Davy took to doing his homework in the living room, against the blah from the telly, instead of in his own room. All that happened was that he got worse marks and began to feel how tense and fragile a film was Dad's mask of confidence. Dad couldn't nowadays watch even his favorite programs without switching channels every ten minutes, and when Mum insisted on seeing something right through, he'd be out of his chair half the time, fiddling with the volume or the contrast or brightness controls. Davy lay behind the sofa with his books spread around him, trying to relax his mind and let the pictures come, but he saw nothing.

Only one night, in bed, in the dark, he heard Dad coming up the stairs, wheezing slightly with the climb. Or was he sighing? Anyway he was thinking about Granny. She sat in the sun by the larder door, shelling peas. She was young, and though she wasn't specially pretty, Davy could understand now, for the first time, why that other Davy and his friend Huw had done what they had done. There was a shadow on the dark red tiles of the yard, the shadow of a boy watching his mother shell peas.

Davy didn't tell Penny about this. It was Dad's own private thing. He felt ashamed at having seen it himself.

Nothing else happened all that week and most of the next. November dragged away in cloud and drizzle until on the next local geog morning Davy picked his way to the building site along an unpaved path that sent reddish mud squelching up the sides of his shoes. It reminded him of Dad walking through the hoof-poached gateway of the farmyard. By the time he rounded the temporary bank the drizzle had thickened to real rain, and even when he reached the dark sheltered passage beneath the site office, he had to dodge small waterfalls that had somehow made their way through.

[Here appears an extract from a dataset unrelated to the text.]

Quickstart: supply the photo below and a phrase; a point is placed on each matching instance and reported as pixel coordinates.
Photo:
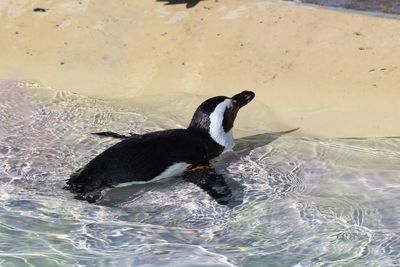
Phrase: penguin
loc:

Then Mr. Venn's office was so warm and stuffy that you had to wipe the steam off the windows every time you wanted to look out at the site, where the workmen trudged through the cloying clay in yellow waterproofs. The job, like all building jobs, was behind schedule, but Mr. Venn said that if the weather worsened, he'd have to call the men in.

Mr. Palozzi had ordered the digger crews (over whom he had no authority at all) to bring him anything interesting that the grabs came up with. So Davy was sketching a fossil sea urchin when he heard a knock at the door and automatically looked around. All the time now, when he was on the site, he was afraid that he would come face-to-face with Wolf, that their eyes would meet, and that in that instant Wolf would know him as well as he knew Wolf.